I was so surprised when I first read about an unusual comparison between Grade II and B.A in Achebe’s second novel, Man of the People. What is the basis? Although the book was written some fifty-eight years back. Since my first reading I had been searching for an answer to this so bizarre a likening whose answer should be found much later: why should B.A which I am so much proud of be compared with grade II? Has failure of standard of education reached up to this level? Is it true that a grade ll holder of those days can give a graduate of B.A bloody nose in educational arena? Have mercy on us, Oh Lord!

Sometime last year during my NYSC days, I met an elderly woman in glasses hurrying back home perhaps from work. Then I was sitting on a boulder some inches from the ground and I was reading Peter Abraham’s Tell Freedom as part of an NCE syllabus, being a course tutor. Seeing what was in my hand, the woman flashed her captivating smile and I smiled back. She drew nearer and asked from where I got the copy. I told her that was my third reading and I was teaching NCE students. She later told me of how their teachers would prevent anyone who failed to read a prescribed text from getting into class in 1973. I looked at her with awe. We later discussed many literary works. Although I was bewildered at how secondary school students would read what I struggled with in my undergraduate days, I later concluded that Achebe was absolutely right.
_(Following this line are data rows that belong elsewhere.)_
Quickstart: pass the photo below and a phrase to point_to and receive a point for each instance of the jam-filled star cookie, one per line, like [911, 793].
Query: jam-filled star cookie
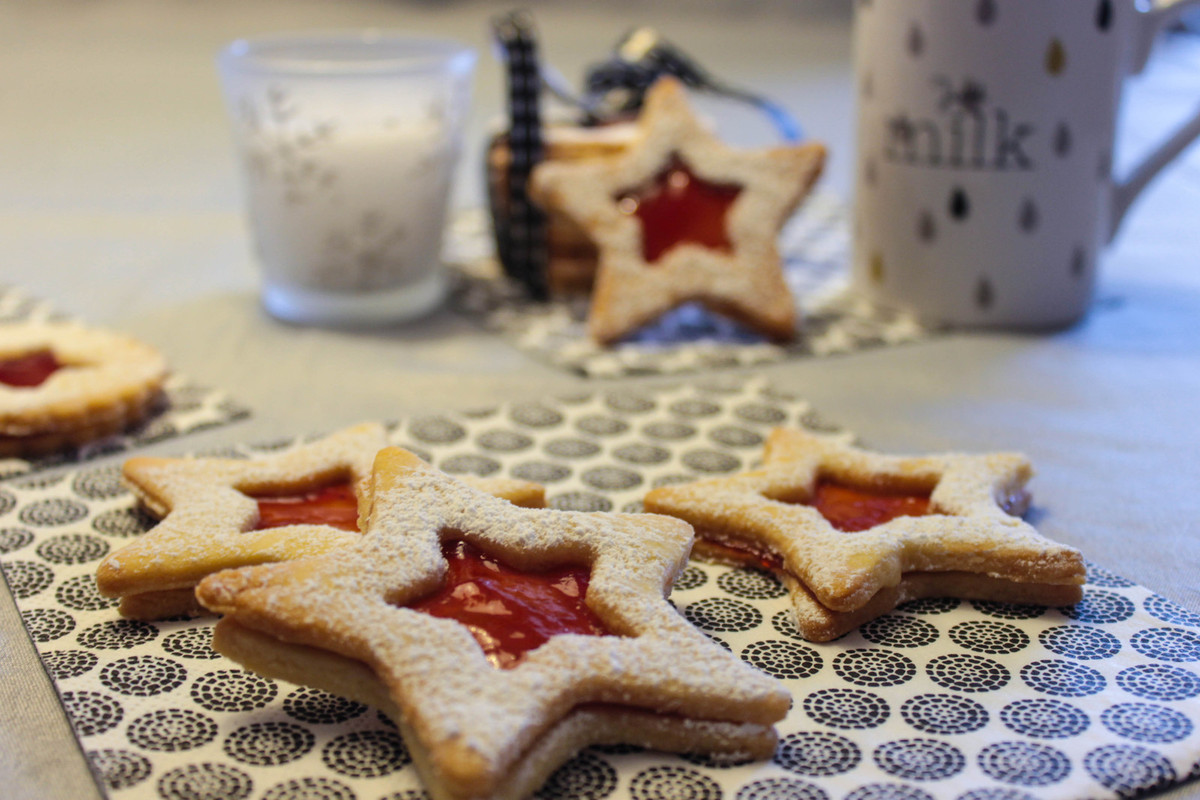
[217, 513]
[682, 217]
[501, 639]
[855, 533]
[64, 385]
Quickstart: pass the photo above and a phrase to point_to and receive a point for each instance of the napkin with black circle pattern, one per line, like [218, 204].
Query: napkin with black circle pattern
[814, 245]
[190, 407]
[939, 701]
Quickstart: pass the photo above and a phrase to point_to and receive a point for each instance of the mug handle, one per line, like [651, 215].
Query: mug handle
[1152, 18]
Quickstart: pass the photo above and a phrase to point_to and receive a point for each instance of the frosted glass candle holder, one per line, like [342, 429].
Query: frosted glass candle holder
[348, 143]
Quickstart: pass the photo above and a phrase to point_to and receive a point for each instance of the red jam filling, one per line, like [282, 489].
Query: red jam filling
[509, 612]
[851, 509]
[333, 505]
[30, 370]
[681, 208]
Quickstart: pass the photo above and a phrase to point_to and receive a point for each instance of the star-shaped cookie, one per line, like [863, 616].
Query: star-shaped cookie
[211, 517]
[346, 621]
[948, 527]
[715, 246]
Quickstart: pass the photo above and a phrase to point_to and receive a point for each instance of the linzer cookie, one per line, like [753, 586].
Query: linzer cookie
[589, 649]
[223, 512]
[64, 385]
[855, 533]
[682, 217]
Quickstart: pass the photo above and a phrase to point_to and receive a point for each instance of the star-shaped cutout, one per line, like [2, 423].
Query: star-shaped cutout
[211, 517]
[853, 533]
[715, 246]
[474, 729]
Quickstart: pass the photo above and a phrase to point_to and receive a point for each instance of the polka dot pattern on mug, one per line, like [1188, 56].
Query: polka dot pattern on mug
[940, 699]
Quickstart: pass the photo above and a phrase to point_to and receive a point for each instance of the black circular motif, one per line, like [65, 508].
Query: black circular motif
[93, 713]
[204, 781]
[723, 615]
[1174, 644]
[316, 707]
[580, 501]
[571, 447]
[535, 415]
[124, 522]
[47, 624]
[268, 744]
[1129, 770]
[985, 636]
[641, 453]
[760, 414]
[967, 673]
[1099, 607]
[711, 461]
[81, 594]
[1062, 678]
[436, 429]
[691, 577]
[669, 431]
[1146, 722]
[1042, 719]
[117, 635]
[673, 783]
[899, 631]
[1098, 576]
[874, 667]
[732, 435]
[52, 512]
[1024, 763]
[541, 471]
[120, 769]
[919, 759]
[1080, 642]
[783, 660]
[101, 483]
[599, 425]
[781, 788]
[72, 548]
[611, 479]
[1156, 605]
[751, 584]
[142, 675]
[996, 794]
[850, 709]
[503, 440]
[943, 714]
[817, 753]
[694, 408]
[172, 731]
[191, 643]
[629, 403]
[587, 777]
[888, 792]
[13, 539]
[366, 753]
[233, 690]
[1008, 611]
[471, 464]
[69, 663]
[929, 606]
[27, 578]
[1162, 683]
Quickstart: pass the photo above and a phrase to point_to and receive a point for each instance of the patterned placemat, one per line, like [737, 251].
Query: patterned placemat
[940, 699]
[190, 407]
[814, 244]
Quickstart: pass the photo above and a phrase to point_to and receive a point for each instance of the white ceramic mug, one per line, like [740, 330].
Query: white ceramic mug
[985, 136]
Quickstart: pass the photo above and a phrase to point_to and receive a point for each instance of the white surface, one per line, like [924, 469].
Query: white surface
[119, 202]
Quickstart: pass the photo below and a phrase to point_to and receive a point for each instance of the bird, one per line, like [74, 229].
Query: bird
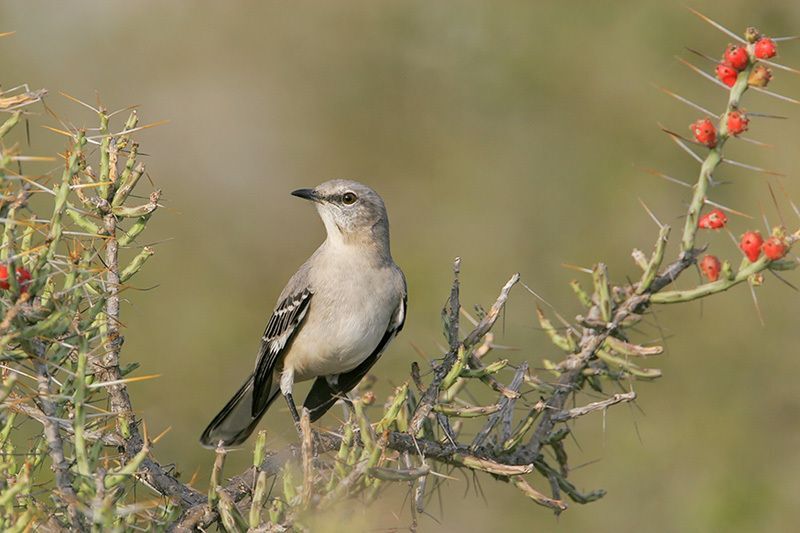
[332, 321]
This was proved right much later when I came to mark NCE one students’ scripts.  Although I had pre-knowledge of their inability to read let alone understand or excavate the text, the sight was extremely filthy. This failure of the standard of education comes with the students and/or teachers’ refusal to read or make further researches.

Most of the schools we know have become business centers where huge amount of money is made. Perhaps parents send their children to schools to ease the tensions and the noises their children cause and make while around; and some teachers are teaching because they could not find better jobs.
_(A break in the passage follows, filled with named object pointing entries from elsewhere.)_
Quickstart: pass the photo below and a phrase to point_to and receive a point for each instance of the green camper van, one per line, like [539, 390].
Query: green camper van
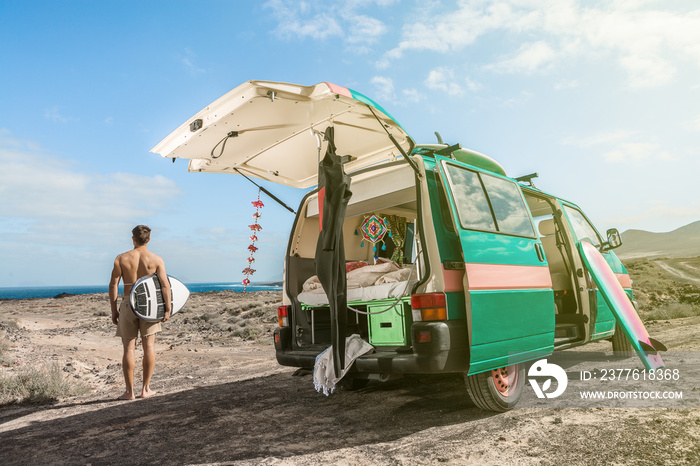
[430, 253]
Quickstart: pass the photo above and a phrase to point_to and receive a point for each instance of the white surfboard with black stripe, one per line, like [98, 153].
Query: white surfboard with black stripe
[146, 298]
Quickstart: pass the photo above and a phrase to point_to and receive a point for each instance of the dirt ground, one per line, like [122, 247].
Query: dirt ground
[223, 399]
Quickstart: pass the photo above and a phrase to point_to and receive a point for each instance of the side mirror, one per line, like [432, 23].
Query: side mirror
[614, 239]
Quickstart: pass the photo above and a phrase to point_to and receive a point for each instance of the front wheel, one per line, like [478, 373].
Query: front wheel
[497, 390]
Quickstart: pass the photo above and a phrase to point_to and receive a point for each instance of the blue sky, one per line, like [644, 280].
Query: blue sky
[601, 98]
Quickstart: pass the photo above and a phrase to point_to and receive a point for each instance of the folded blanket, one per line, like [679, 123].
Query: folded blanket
[324, 375]
[395, 276]
[366, 276]
[360, 277]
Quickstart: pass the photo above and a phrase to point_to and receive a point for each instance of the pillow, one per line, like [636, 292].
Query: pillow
[350, 266]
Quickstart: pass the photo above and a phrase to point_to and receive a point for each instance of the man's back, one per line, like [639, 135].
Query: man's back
[137, 263]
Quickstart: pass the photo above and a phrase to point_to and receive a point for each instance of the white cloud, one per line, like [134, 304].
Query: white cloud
[620, 146]
[601, 138]
[53, 114]
[412, 95]
[442, 79]
[528, 59]
[693, 125]
[187, 58]
[644, 40]
[384, 87]
[571, 84]
[363, 31]
[631, 152]
[56, 200]
[319, 21]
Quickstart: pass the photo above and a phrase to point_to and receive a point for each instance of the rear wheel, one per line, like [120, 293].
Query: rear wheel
[497, 390]
[620, 342]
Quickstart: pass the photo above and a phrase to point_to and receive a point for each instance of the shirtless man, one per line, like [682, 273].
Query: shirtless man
[131, 266]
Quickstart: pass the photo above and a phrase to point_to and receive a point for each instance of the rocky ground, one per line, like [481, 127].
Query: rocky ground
[223, 399]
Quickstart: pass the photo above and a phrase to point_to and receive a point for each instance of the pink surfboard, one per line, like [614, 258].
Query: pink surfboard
[621, 306]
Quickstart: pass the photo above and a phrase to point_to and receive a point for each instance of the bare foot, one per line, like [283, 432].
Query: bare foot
[146, 393]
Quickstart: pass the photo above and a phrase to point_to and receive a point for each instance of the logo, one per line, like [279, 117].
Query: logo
[543, 369]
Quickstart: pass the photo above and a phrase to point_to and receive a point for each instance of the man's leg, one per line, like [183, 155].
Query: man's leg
[128, 367]
[149, 362]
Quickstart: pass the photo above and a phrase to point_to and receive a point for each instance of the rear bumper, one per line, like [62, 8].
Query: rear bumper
[446, 352]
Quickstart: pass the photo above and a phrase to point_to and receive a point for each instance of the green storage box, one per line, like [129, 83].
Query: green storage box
[390, 328]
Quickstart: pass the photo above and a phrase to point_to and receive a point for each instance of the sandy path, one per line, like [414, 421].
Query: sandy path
[224, 400]
[677, 272]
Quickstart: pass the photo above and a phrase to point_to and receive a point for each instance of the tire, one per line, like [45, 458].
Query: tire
[497, 390]
[620, 342]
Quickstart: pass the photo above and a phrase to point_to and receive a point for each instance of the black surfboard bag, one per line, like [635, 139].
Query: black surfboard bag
[334, 194]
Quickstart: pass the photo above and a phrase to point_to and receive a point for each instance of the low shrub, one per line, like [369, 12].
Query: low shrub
[671, 311]
[33, 385]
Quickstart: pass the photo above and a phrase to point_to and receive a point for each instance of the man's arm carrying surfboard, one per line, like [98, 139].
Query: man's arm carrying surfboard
[164, 288]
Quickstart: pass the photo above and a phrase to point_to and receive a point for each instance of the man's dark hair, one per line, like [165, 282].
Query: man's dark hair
[141, 234]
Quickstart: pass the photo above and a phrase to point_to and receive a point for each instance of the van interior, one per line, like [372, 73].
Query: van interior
[569, 318]
[378, 311]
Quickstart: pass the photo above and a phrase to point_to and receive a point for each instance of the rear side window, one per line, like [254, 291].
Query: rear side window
[471, 202]
[489, 203]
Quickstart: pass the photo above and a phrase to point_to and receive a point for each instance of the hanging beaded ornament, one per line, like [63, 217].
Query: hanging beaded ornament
[255, 227]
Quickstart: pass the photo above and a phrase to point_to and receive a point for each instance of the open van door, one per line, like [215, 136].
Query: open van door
[618, 301]
[508, 288]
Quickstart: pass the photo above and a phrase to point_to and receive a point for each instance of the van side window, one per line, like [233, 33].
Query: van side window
[471, 202]
[444, 204]
[489, 203]
[508, 207]
[583, 230]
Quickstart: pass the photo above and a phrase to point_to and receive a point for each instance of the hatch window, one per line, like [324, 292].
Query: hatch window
[489, 203]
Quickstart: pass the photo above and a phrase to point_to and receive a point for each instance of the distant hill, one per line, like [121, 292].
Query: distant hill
[682, 242]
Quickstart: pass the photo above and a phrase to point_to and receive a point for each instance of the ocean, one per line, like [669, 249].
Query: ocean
[27, 292]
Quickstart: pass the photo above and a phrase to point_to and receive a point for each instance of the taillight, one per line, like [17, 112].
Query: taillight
[282, 316]
[432, 306]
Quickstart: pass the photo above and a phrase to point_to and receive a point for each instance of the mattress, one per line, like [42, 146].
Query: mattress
[364, 293]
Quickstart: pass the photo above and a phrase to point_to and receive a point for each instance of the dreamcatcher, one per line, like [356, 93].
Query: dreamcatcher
[373, 229]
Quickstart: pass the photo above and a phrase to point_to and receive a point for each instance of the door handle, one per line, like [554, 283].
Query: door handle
[540, 252]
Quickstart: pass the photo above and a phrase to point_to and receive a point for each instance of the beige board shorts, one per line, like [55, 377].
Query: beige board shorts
[129, 325]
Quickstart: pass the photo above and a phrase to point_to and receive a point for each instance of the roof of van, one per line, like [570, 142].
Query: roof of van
[468, 156]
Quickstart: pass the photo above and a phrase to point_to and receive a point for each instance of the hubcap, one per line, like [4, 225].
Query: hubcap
[505, 379]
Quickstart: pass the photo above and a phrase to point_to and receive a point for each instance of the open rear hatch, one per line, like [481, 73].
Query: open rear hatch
[273, 131]
[277, 132]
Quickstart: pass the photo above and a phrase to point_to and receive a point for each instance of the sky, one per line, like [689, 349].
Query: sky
[601, 98]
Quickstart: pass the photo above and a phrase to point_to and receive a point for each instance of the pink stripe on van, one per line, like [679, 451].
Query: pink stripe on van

A critical look at the arguments above will surely lead one to a major cause these days. As it is true that the government and the teachers should share the blame, so also social media; the hours the lucky generation spent perusing their books, doing assignments or winding their brains are replaced by cyber space these days. A larger percentage of students has no taste for reading at nearly every level.

The dwindling interest in reading culture or reading habit among the youth is deplorable. Social media has taken over the hours students are expected to spend studying, doing assignment or reading story books that can boost their academic status. Due to excessive chatting on Facebook, Whatsapp, Skype, etc, by the students, many teachers especially of English complain that the students’ ability to spell words correctly is no longer there.

To sum it up, government should declare a state of emergency on education; it should hire educationists to prescribe cure to this dying sector. Congestion of all the levels of education in the ministry of education should be decentralized. Government should re-establish teachers colleges all over the country for the production of competent not half-baked teachers. Teachers’ welfare should be improved at least to be at par with that of other government officials’ remuneration.

Facilities for learning should be provided and thereafter adequate teaching and learning materials should be supplied. Communities should imbibe the do-it-yourself mentality that will give way to community schools. And lastly parents should closely monitor their children’s relationship with their books and social media.